Смех, подумала Имоджин, — это самый коварный звук на свете. Кейбл и Ники лежали на пляже на некотором отдалении от остальной компании. Разговора их не было слышно, руки их были сплетены, они смеялись и что-то тихо и ласково говорили друг другу.
Солнце жгло так же сильно, как и накануне. Но на этот раз еще свирепствовал ветер. Он вырывал из земли зонты, бил в лицо песком, ерошил зеленые перья пальм на набережной.
— Это называется мистраль, — объяснял Матт Имоджин. — Он всех выводит из себя. Ты заметила, как приятнейшие люди превращаются в настоящих чудовищ, когда у них слишком много свободного времени?
Ивонн высказывала какие-то жалобы Джеймсу, который прятал свое обожженное докрасна тело в огромное зеленое полотенце. Кейбл обходилась с Маттом подчеркнуто резко, а Ники не замечал существования Имоджин.
Мимо них пробежал, расшвыривая песок, черный пудель с красным ошейником. Джеймс свистнул и щелкнул пальцами.
— Не подзывай незнакомых собак, Джамбо, — одернула его Ивонн, — Они запросто могут оказаться бешеными.
Кейбл в своем изумрудно-зеленом бикини и такого же цвета тюрбане, предохраняющем волосы от песка, была соблазнительна как никогда. Матт отвлекся чтением журнала «Пари Матч». Ивонн для предохранения носа от солнца надела на него подобие картонного клюва, отчего стала похожей на какую-то злобную птицу. Джеймс вытащил камеру и отдался фотозабаве, состоявшей преимущественно в выходах на крупных дам. Ники пошел брать напрокат водный велосипед.

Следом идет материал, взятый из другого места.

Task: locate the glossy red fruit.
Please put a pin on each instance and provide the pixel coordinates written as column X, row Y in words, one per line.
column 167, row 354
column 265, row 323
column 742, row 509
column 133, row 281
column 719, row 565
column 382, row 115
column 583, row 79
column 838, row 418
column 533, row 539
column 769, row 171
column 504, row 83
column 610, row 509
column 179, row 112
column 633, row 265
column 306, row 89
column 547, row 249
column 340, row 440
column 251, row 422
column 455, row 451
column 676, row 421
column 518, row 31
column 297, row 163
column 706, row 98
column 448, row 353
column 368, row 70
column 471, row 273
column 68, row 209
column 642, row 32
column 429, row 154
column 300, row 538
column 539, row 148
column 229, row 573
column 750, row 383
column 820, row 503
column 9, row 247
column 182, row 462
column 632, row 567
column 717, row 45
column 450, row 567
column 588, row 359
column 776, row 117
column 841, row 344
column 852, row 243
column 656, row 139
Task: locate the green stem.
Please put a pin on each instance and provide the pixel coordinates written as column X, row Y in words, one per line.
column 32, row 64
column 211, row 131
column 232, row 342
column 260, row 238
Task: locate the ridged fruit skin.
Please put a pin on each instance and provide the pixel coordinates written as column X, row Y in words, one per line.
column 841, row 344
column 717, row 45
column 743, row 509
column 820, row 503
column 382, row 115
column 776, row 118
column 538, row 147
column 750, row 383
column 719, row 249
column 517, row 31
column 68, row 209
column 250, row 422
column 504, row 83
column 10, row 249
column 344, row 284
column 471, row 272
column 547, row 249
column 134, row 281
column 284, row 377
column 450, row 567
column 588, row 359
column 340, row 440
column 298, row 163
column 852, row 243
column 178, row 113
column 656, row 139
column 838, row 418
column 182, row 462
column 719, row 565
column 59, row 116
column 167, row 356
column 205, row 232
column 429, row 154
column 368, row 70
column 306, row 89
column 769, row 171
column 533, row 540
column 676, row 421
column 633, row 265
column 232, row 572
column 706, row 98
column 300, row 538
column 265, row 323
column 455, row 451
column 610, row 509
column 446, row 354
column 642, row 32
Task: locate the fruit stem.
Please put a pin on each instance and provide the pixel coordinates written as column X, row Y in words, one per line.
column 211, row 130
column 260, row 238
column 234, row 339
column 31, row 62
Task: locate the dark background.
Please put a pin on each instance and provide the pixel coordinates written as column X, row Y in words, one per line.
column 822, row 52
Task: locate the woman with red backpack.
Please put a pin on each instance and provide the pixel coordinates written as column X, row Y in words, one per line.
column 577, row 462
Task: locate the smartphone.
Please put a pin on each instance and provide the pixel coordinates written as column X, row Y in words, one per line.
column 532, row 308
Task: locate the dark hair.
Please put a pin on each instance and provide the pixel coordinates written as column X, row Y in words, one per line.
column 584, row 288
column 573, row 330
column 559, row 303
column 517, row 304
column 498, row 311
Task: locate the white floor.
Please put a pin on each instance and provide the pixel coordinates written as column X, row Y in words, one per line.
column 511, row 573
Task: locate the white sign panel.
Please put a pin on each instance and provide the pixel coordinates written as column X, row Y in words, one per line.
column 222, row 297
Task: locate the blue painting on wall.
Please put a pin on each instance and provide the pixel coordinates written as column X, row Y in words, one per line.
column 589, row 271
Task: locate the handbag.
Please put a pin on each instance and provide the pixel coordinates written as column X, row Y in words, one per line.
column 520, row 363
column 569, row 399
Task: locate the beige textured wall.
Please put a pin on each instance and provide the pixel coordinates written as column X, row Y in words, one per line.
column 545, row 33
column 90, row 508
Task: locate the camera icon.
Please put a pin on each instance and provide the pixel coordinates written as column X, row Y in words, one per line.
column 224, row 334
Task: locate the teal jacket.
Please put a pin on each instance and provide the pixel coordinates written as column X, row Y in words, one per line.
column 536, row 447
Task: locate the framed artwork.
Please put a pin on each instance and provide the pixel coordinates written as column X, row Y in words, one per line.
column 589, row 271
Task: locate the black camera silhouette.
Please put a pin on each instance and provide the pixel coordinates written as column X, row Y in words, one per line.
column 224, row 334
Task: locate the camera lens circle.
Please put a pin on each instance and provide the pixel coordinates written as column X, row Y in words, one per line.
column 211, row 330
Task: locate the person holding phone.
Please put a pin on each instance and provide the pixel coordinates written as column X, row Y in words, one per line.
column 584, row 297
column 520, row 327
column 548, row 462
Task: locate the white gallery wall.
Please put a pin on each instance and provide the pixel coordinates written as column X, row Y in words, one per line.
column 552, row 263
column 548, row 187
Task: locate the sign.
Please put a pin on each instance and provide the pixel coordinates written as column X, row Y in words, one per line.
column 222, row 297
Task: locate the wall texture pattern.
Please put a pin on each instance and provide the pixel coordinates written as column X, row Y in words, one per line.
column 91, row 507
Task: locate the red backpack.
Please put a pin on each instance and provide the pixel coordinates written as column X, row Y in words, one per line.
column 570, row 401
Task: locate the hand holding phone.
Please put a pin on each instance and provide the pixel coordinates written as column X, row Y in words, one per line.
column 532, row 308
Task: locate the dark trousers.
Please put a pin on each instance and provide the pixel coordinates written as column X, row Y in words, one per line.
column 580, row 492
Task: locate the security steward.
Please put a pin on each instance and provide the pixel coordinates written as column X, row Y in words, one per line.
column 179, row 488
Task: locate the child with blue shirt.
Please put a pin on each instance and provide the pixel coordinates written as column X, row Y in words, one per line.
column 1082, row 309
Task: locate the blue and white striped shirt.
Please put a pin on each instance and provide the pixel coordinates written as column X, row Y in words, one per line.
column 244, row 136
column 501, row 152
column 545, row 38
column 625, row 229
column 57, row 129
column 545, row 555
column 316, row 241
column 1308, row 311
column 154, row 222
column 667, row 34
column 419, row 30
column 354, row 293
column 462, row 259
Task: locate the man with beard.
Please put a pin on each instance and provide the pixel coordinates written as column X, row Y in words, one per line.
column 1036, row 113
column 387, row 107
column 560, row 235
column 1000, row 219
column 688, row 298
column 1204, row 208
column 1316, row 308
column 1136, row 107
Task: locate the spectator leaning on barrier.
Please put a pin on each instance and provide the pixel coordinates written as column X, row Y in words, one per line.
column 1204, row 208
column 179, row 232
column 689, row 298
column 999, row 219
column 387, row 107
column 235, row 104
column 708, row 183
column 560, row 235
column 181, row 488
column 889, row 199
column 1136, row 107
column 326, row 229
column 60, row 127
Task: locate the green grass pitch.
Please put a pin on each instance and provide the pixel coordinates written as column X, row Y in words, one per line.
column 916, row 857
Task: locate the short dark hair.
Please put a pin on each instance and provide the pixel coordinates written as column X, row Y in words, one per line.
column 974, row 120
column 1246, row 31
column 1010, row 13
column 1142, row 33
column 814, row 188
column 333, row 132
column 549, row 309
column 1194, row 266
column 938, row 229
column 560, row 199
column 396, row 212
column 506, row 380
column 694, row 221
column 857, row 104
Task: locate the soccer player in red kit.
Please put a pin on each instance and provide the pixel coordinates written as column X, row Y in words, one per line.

Трое французов приятной наружности, перебрасывавших мяч, расположились поблизости от Кейбл. Один из них нарочно выронил мяч, и тот упал к ее ногам. Все они побежали его подбирать, громким смехом и многословными извинениями выказывая свой интерес к Кейбл. Она одарила их теплым взглядом. Они ответили восхищенной улыбкой. Тут же они снова уронили мяч, он приземлился на ее полотенце и был поднят, и вновь это сопровождалось шквалом извинений. Кейбл самодовольно ухмылялась. Матт, не обращая внимания, продолжал читать. Имоджин вдруг подумала, как, наверное, злит Кейбл такое отсутствие признаков ревности с его стороны. Возможно, оба они вели тонкую игру. Она взяла отложенный Кейбл в сторону номер журнала «Элль», где возвещалось, что этой осенью должна быть в моде «une vrai beaute sauvage». Эффектно растрепанная грива фотомодели на обложке не допускала никакого сравнения с ужасными космами на голове Имоджин, которые торчали «toutes directions». Жара была страшная. У Имоджин жгло кожу, и она стала наносить на лицо лосьон от солнечных ожогов.

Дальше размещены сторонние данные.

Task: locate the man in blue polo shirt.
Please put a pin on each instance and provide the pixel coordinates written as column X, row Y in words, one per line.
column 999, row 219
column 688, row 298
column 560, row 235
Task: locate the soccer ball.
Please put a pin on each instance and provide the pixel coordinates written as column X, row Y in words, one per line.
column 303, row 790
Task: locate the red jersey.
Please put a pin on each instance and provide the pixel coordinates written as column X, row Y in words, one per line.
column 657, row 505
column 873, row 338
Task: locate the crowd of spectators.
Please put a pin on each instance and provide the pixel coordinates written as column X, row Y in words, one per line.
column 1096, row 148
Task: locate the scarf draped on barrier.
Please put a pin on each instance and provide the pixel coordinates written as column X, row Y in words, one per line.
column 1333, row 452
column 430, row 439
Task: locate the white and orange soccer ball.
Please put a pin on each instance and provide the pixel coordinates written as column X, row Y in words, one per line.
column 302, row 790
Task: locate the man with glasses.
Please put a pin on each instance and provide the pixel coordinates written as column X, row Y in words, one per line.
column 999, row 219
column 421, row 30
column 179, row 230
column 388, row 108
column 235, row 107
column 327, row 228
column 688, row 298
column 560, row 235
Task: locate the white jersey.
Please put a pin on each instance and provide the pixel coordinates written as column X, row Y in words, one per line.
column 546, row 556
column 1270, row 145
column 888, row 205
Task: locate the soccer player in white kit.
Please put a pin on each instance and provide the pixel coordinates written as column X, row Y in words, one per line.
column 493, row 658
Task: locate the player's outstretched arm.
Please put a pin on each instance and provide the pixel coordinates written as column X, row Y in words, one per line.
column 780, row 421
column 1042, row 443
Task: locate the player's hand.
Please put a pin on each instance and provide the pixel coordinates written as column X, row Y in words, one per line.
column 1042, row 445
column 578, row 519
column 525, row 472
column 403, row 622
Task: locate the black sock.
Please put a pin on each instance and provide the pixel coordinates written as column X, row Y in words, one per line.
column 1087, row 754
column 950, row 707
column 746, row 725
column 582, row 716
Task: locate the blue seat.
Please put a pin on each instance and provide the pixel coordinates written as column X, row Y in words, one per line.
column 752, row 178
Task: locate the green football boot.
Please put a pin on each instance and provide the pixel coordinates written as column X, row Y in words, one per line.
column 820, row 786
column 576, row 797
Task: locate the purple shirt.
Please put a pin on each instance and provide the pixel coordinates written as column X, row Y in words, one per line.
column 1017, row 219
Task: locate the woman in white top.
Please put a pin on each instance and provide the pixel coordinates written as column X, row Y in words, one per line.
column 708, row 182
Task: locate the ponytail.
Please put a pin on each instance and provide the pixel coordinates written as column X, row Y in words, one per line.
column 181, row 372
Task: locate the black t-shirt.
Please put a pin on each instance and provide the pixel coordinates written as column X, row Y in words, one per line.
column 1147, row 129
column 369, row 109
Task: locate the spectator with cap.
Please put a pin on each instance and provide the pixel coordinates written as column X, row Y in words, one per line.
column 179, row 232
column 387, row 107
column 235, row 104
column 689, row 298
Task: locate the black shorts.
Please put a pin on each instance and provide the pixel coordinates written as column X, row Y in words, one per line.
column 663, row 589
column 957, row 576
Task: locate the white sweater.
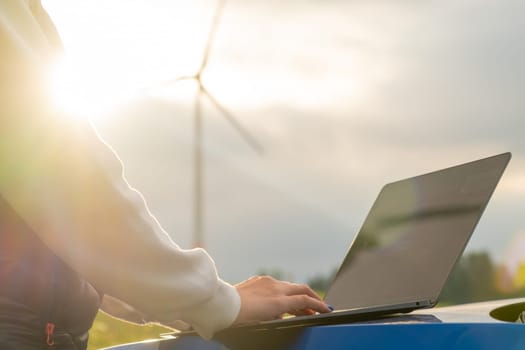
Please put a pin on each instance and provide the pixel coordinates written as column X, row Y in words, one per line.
column 68, row 185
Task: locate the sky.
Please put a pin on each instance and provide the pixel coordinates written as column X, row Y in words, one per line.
column 343, row 96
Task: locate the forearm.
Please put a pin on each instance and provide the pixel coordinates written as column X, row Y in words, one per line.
column 73, row 194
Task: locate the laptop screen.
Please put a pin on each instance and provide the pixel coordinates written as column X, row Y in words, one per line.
column 413, row 235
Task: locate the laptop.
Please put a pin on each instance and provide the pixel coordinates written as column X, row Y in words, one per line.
column 408, row 245
column 412, row 237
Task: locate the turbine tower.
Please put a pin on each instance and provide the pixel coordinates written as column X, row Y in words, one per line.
column 198, row 159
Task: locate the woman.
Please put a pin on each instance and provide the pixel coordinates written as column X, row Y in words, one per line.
column 73, row 230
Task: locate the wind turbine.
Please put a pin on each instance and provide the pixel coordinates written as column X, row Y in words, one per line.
column 198, row 161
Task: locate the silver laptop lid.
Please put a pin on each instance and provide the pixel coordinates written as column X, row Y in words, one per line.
column 413, row 235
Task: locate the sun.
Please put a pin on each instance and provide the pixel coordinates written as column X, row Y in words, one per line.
column 86, row 91
column 123, row 55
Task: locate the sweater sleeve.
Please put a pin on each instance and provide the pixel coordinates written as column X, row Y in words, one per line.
column 69, row 186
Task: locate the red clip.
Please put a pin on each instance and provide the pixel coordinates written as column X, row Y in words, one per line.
column 50, row 329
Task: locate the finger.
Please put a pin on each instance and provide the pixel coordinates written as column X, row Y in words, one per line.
column 306, row 312
column 298, row 289
column 304, row 302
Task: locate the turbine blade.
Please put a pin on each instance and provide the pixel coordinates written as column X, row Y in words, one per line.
column 198, row 176
column 211, row 35
column 175, row 80
column 234, row 122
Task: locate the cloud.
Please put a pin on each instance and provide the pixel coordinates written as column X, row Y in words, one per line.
column 384, row 91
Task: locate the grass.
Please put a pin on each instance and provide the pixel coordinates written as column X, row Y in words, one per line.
column 109, row 331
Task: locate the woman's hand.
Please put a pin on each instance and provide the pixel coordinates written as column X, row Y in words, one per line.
column 265, row 298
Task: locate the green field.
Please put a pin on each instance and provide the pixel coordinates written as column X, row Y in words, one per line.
column 108, row 331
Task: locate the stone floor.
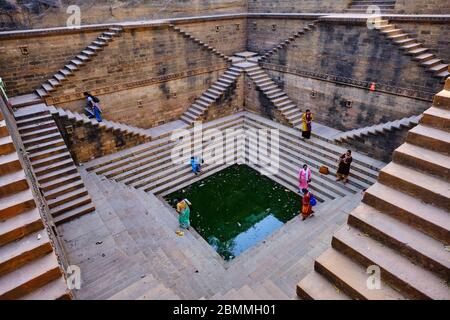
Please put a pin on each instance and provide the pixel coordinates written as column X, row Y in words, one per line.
column 128, row 248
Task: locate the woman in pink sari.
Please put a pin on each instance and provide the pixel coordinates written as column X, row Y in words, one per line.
column 304, row 177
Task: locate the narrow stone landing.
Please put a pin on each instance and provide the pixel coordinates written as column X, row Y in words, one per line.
column 128, row 246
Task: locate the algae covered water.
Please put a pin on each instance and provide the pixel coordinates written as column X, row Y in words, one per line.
column 236, row 208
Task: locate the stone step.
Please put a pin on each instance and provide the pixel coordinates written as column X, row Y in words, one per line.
column 70, row 205
column 56, row 174
column 36, row 127
column 429, row 189
column 19, row 225
column 437, row 118
column 44, row 170
column 39, row 133
column 47, row 154
column 73, row 214
column 53, row 184
column 16, row 203
column 9, row 163
column 67, row 197
column 423, row 159
column 410, row 280
column 54, row 290
column 316, row 287
column 20, row 252
column 29, row 277
column 6, row 146
column 415, row 245
column 45, row 146
column 13, row 182
column 41, row 139
column 40, row 164
column 351, row 277
column 430, row 220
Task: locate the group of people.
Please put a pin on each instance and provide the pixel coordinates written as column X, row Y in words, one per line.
column 304, row 179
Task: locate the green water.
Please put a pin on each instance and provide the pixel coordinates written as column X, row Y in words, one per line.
column 237, row 208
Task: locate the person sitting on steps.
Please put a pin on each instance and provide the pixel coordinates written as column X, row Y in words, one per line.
column 307, row 119
column 344, row 166
column 92, row 109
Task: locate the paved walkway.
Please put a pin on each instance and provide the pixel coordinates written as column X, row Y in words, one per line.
column 131, row 237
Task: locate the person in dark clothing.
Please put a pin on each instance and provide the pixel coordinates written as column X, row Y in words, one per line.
column 344, row 166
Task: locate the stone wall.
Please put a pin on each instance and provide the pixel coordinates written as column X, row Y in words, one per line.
column 380, row 146
column 257, row 102
column 26, row 62
column 109, row 11
column 266, row 33
column 87, row 142
column 434, row 35
column 297, row 6
column 227, row 36
column 349, row 58
column 422, row 6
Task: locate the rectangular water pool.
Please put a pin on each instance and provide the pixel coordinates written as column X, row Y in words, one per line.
column 236, row 208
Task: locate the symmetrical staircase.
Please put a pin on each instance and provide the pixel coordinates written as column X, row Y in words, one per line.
column 378, row 128
column 402, row 226
column 199, row 42
column 361, row 6
column 210, row 96
column 106, row 124
column 52, row 164
column 285, row 43
column 149, row 166
column 28, row 266
column 277, row 96
column 412, row 47
column 78, row 62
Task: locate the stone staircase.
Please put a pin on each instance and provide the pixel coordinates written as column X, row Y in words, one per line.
column 286, row 107
column 105, row 124
column 212, row 95
column 149, row 166
column 56, row 173
column 199, row 42
column 78, row 62
column 29, row 268
column 402, row 225
column 285, row 43
column 437, row 67
column 380, row 128
column 361, row 6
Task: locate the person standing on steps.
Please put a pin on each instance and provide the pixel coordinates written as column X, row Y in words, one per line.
column 184, row 213
column 307, row 119
column 307, row 210
column 344, row 166
column 304, row 177
column 92, row 109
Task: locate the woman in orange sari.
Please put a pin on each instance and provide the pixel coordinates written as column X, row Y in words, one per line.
column 306, row 204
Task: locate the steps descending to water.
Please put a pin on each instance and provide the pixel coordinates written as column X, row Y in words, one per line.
column 107, row 124
column 52, row 164
column 424, row 56
column 287, row 108
column 77, row 63
column 361, row 6
column 285, row 43
column 378, row 128
column 403, row 224
column 210, row 96
column 199, row 42
column 27, row 262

Ивонн издала вопль негодования и вырвала тюбик из рук Имоджин.
— Как ты посмела использовать мой особый крем!
— Перестань скулить, — резко сказал Матт, — Что одна мазь, что другая — никакой разницы.
— Эта сделана специально для моей чувствительной кожи по очень дорогостоящему рецепту, — заявила Ивонн. — Поскольку я фотомодель, то абсолютно недопустимо, чтобы у меня зашелушилась кожа. Этот состав…

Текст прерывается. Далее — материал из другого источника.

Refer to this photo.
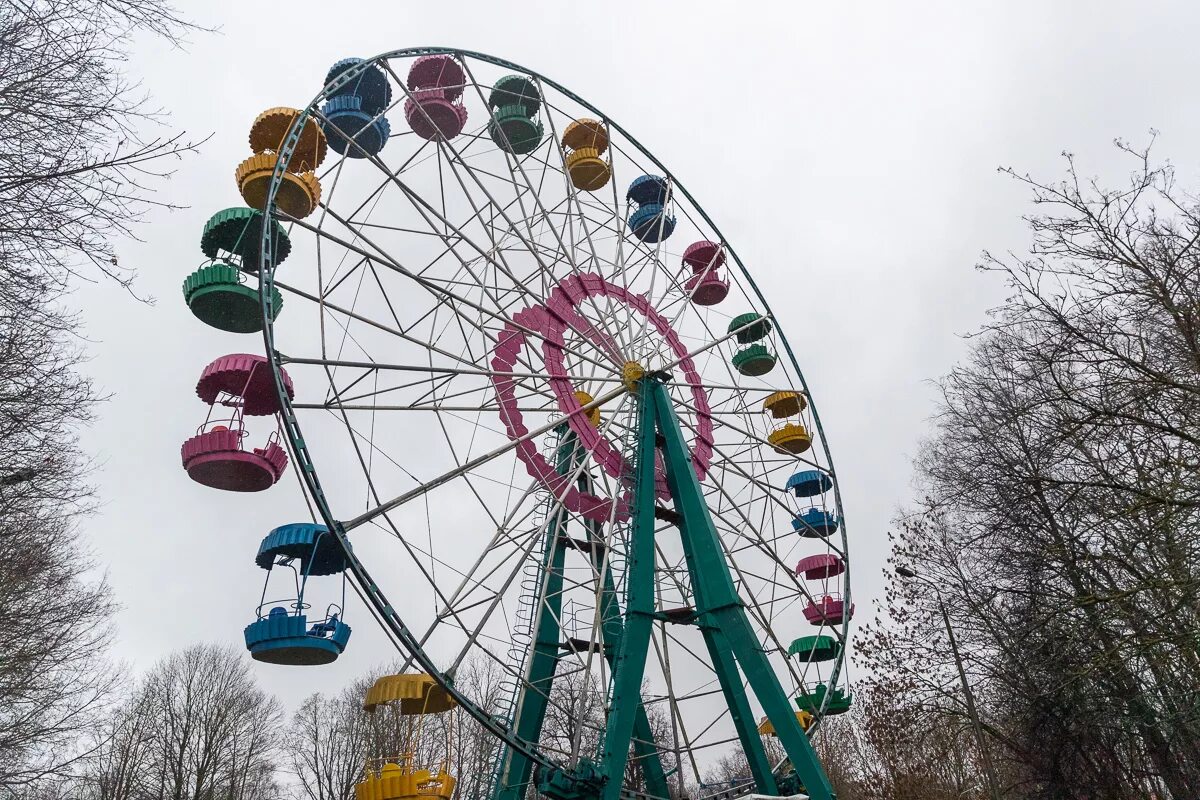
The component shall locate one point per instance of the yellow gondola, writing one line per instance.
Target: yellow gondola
(791, 437)
(399, 775)
(586, 142)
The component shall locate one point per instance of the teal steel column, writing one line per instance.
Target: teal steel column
(646, 750)
(534, 695)
(630, 662)
(723, 606)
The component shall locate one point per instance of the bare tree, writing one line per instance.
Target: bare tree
(213, 732)
(54, 681)
(1061, 521)
(329, 743)
(76, 170)
(73, 176)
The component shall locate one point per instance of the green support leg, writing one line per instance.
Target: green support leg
(739, 709)
(724, 607)
(534, 696)
(630, 663)
(646, 750)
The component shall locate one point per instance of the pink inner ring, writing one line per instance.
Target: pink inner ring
(552, 320)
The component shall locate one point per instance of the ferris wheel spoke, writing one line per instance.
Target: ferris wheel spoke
(437, 290)
(472, 464)
(565, 251)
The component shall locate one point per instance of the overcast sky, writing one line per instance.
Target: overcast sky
(847, 150)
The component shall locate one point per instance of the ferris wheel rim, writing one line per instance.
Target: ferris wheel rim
(294, 435)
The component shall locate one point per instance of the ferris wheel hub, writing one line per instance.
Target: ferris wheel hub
(631, 373)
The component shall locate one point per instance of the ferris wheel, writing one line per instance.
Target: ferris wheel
(544, 421)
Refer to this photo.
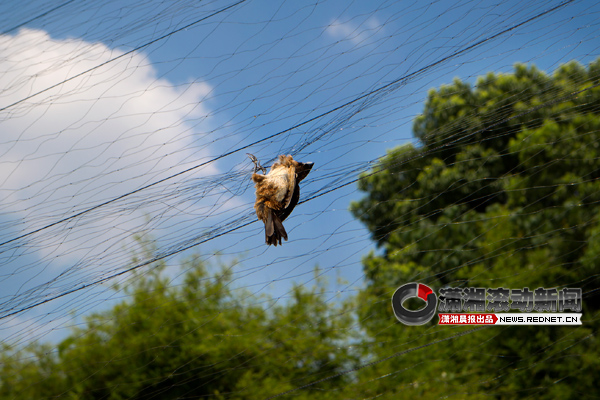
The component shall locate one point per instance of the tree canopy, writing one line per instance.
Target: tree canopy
(502, 190)
(199, 338)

Матт встал и пошел к воде, не дослушав, что она скажет дальше.
— Самый грубый мужчина, какого я встречала в жизни, — свирепо объявила Ивонн, поправляя свой картонный клюв. — Не знаю, Кейбл, зачем ты с ним связалась.
Кейбл перевернулась и посмотрела на Ивонн, сверкнув зелеными глазами.
— Затем, — протянула она, — что в постели он — гений.
— Какие отвратительные вещи ты говорить! — возмутилась Ивонн, сделавшись похожей на разгневанную свеклу.
— Стоит один раз попробовать с Маттом, — заверила ее Кейбл, — и потом уже никого не захочешь.
— Поэтому ты так шалишь с Ники Бересфордом?
У Имоджин перехватило дыхание. Кейбл неприятно осклабилась.
— Потому, что Ники — милашка, а мне надо держать Матта в напряжении, в струне.
— Ты избрала неверный путь, — заметила Ивонн. — Тебе следует время от времени пришивать ему на рубашке пуговицу или что-нибудь стряпать. Быть фотомоделыо, знаешь ли, занятие не очень надежное.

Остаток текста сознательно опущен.